Rest of his life, Paul made a hard campaign (guided
by the Spirit) to bring people out of the yoke of the law. Jewish converts
showed greater tendency to go back to the law of Moses as they came from the
law itself. Gentile converts came under the pressure of Jews and began to turn
to law for salvation. Paul deals with this subject as drastic as possible in his
famous letter to Galatians.
Galatian churches were founded by Paul during
his first missionary journey, and it could be assumed that the church had a mix
of gentile and Jewish converts. So possibly in his absence the gentile converts
must have come under the influence of Jewish converts. They began well with the
Spirit and now they were departing from the spirit and returning to Jewish
customs. So, he launches a scathing attack on them with one question.
O foolish Galatians (Gal 3:1). Let me ask you
only this: Did you receive the Spirit by the works of the law or by hearing
with faith? Are you so foolish? (Gal 3:2-3). Paul explains the rationale behind
these few verses earlier. “A person is not justified by works of the law but
through faith in Jesus Christ, so we also have believed in Christ Jesus in
order to be justified by faith in Christ and not by the works of the law, because
by the works of the law no one will be justified” (Gal 2: 16). Seeking to
justify oneself by obedience to law is a complete denial of what Jesus did on
the cross. If good works could save man, why would God sacrifice his Son on the
cross. If good works could save man, why there is a need of a salvation at all?

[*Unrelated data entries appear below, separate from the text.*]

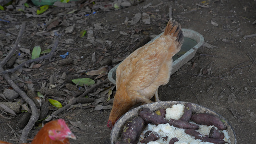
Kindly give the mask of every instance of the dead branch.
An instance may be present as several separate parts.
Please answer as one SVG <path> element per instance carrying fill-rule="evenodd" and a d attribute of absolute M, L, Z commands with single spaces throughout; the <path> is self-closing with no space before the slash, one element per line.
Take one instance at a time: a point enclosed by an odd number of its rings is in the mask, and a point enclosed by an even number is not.
<path fill-rule="evenodd" d="M 11 50 L 10 52 L 8 54 L 7 56 L 5 57 L 5 58 L 0 63 L 0 72 L 2 72 L 4 71 L 4 69 L 2 68 L 2 66 L 5 64 L 9 60 L 8 59 L 10 59 L 12 53 L 15 51 L 15 50 L 17 49 L 18 48 L 18 45 L 19 44 L 20 41 L 21 39 L 21 36 L 23 34 L 23 32 L 24 32 L 24 29 L 25 28 L 25 24 L 23 24 L 22 25 L 22 27 L 21 28 L 21 29 L 20 30 L 20 32 L 19 33 L 19 35 L 18 35 L 18 37 L 17 37 L 17 39 L 15 41 L 14 46 L 12 48 L 12 50 Z M 8 57 L 9 57 L 8 58 Z M 26 95 L 26 93 L 25 93 L 24 92 L 22 91 L 19 87 L 11 79 L 11 77 L 7 74 L 2 74 L 3 77 L 5 79 L 5 80 L 8 83 L 8 84 L 10 84 L 10 85 L 12 87 L 12 88 L 18 93 L 19 95 L 22 97 L 25 100 L 26 102 L 30 106 L 30 108 L 31 108 L 31 110 L 32 111 L 32 115 L 31 117 L 30 118 L 30 119 L 29 120 L 29 121 L 28 122 L 28 123 L 26 125 L 26 126 L 24 128 L 23 130 L 22 131 L 22 133 L 21 136 L 21 139 L 20 140 L 20 142 L 21 143 L 24 143 L 26 141 L 26 140 L 27 138 L 27 135 L 28 135 L 28 132 L 31 130 L 33 127 L 34 126 L 34 125 L 35 124 L 35 123 L 39 118 L 39 114 L 37 112 L 37 109 L 36 107 L 36 105 L 34 103 L 34 102 L 29 98 Z"/>
<path fill-rule="evenodd" d="M 25 23 L 23 23 L 21 25 L 21 29 L 20 29 L 20 32 L 19 32 L 19 35 L 18 35 L 18 37 L 17 37 L 17 39 L 16 40 L 16 41 L 14 43 L 14 46 L 12 48 L 7 56 L 3 60 L 2 60 L 2 61 L 0 62 L 0 67 L 2 68 L 3 66 L 5 64 L 6 64 L 7 61 L 8 61 L 10 59 L 11 59 L 11 58 L 12 57 L 12 55 L 13 54 L 14 51 L 18 48 L 18 45 L 19 45 L 20 41 L 21 41 L 22 35 L 23 35 L 23 33 L 24 33 L 24 30 L 25 29 Z"/>
<path fill-rule="evenodd" d="M 78 97 L 77 97 L 75 98 L 75 99 L 74 99 L 74 100 L 73 100 L 73 101 L 70 102 L 67 105 L 66 105 L 66 106 L 63 107 L 62 108 L 59 109 L 58 110 L 54 111 L 51 115 L 53 115 L 53 116 L 56 116 L 56 115 L 59 114 L 59 113 L 60 113 L 61 112 L 64 111 L 65 110 L 66 110 L 67 109 L 68 109 L 72 105 L 73 105 L 73 104 L 75 104 L 77 102 L 77 99 L 78 99 L 78 98 L 79 98 L 80 97 L 85 96 L 86 95 L 88 94 L 89 93 L 90 93 L 91 91 L 92 91 L 94 89 L 95 89 L 95 88 L 98 87 L 98 86 L 99 86 L 99 85 L 100 85 L 101 84 L 107 83 L 108 82 L 108 80 L 105 80 L 105 81 L 104 81 L 103 82 L 100 82 L 100 83 L 99 83 L 98 84 L 96 84 L 94 85 L 93 86 L 92 86 L 89 89 L 88 89 L 86 91 L 85 91 L 84 93 L 82 94 L 81 95 L 78 96 Z"/>
<path fill-rule="evenodd" d="M 44 60 L 44 59 L 49 59 L 49 60 L 50 60 L 50 59 L 51 59 L 51 58 L 53 56 L 53 54 L 54 53 L 54 52 L 55 51 L 55 50 L 56 49 L 57 46 L 58 46 L 58 42 L 59 42 L 59 39 L 58 38 L 57 38 L 55 40 L 55 42 L 54 42 L 54 43 L 53 44 L 53 46 L 52 46 L 52 48 L 51 51 L 49 54 L 47 54 L 46 55 L 43 56 L 42 57 L 39 57 L 38 58 L 37 58 L 37 59 L 33 59 L 33 60 L 27 60 L 27 61 L 25 61 L 25 62 L 23 62 L 22 63 L 21 63 L 18 66 L 16 66 L 16 67 L 15 67 L 13 69 L 9 69 L 9 70 L 7 70 L 4 71 L 2 71 L 1 72 L 0 72 L 0 75 L 2 75 L 3 74 L 7 73 L 9 73 L 9 72 L 13 73 L 16 71 L 17 71 L 17 70 L 19 70 L 19 69 L 20 69 L 21 67 L 22 67 L 25 64 L 28 65 L 29 64 L 30 64 L 31 63 L 32 63 L 32 62 L 36 62 L 36 61 L 40 61 L 40 60 Z"/>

Paul’s (who was once an orthodox Jewish Rabbi), encounter with Jesus filled him
with fresh revelations and God used him to deliver his message for future
humanity through his letters.
“Now it is evident that no one is justified
before God by the law for the righteous shall live by faith” (Gal 3:11). Why do
righteous have to live by faith and not by law? “The law is not of faith,
rather the one who does them shall live by them” (Gal 3:12). The one who decides
to find his salvation through law will have to fulfill the entire law and not
partial. Full adherence to the law for all times to come would be the
requirement. Can you name a person who can meet this criterion? “There is none
righteous, not even one” (Rom 3:10). So, grace is a must for salvation.

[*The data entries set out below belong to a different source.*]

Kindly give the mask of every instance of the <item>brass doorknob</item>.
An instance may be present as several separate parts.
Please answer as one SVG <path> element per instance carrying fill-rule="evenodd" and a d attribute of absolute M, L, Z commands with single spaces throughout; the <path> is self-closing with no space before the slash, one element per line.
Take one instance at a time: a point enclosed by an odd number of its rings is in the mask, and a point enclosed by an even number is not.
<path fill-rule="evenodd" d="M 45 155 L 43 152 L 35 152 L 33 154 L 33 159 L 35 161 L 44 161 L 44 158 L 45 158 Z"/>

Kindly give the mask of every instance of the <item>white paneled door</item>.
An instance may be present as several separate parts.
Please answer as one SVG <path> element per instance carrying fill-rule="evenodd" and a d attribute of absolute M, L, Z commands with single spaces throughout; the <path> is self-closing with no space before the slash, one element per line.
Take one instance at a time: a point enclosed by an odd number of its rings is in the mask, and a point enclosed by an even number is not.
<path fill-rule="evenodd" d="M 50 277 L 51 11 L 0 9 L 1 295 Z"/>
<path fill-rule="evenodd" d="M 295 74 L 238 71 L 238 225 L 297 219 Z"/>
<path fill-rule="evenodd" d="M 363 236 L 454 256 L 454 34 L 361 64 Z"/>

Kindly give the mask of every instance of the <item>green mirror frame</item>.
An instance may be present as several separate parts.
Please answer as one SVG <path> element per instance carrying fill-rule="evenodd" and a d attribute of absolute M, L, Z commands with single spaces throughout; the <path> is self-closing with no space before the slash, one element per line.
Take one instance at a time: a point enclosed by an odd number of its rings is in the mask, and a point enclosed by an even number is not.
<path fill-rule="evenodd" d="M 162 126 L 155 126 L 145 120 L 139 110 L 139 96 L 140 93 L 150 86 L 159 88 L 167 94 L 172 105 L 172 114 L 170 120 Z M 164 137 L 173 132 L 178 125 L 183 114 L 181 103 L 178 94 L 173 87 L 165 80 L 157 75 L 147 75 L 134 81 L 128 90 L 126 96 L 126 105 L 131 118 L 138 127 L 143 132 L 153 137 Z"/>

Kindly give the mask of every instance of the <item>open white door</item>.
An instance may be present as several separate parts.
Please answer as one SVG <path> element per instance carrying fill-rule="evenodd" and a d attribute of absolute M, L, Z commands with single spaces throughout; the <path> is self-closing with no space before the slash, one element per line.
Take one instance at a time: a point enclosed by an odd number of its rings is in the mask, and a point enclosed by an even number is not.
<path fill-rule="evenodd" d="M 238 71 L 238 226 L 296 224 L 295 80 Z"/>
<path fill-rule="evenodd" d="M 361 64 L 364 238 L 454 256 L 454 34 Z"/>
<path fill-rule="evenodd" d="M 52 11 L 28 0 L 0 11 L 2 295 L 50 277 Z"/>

So why did God introduce law? “The law was our
guardian until Christ came, in order that we might be justified by faith” (Gal
3:24). Law tells what is wrong and what is right, yet it cannot empower you to
adhere to it. “But now that faith has come, we are no longer under a guardian
for in Christ Jesus you are all sons of God through faith” (Gal 3:26). When you
submit to the law for salvation, we miss out on what Jesus did for you on the
cross. The cross is the source of grace. He says, “you who would be justified
by the law have fallen away from grace” (Gal 5: 4).
How do we get out of the burden of the law? “If
you are led by the Spirit, you are not under the law” (Gal 5:18). “So, should
we go on sinning as we are free from the law? By no means! How can we who died
to sin still live in it?” (Rom 6:2). But then how do we escape sin? “For sin
will have no dominion over you, since you are not under law but under grace”
(Rom 6:14).
Law is all about love. “All the law is
fulfilled in one word, you shall love your neighbor as yourself” (Gal 5:14). When
you live Spirit dominated life, you bear the “fruits of the Spirit such as love,
joy, peace, patience, kindness, goodness, faithfulness, gentleness,
self-control: against such things there is no law (Gal 5:22-23).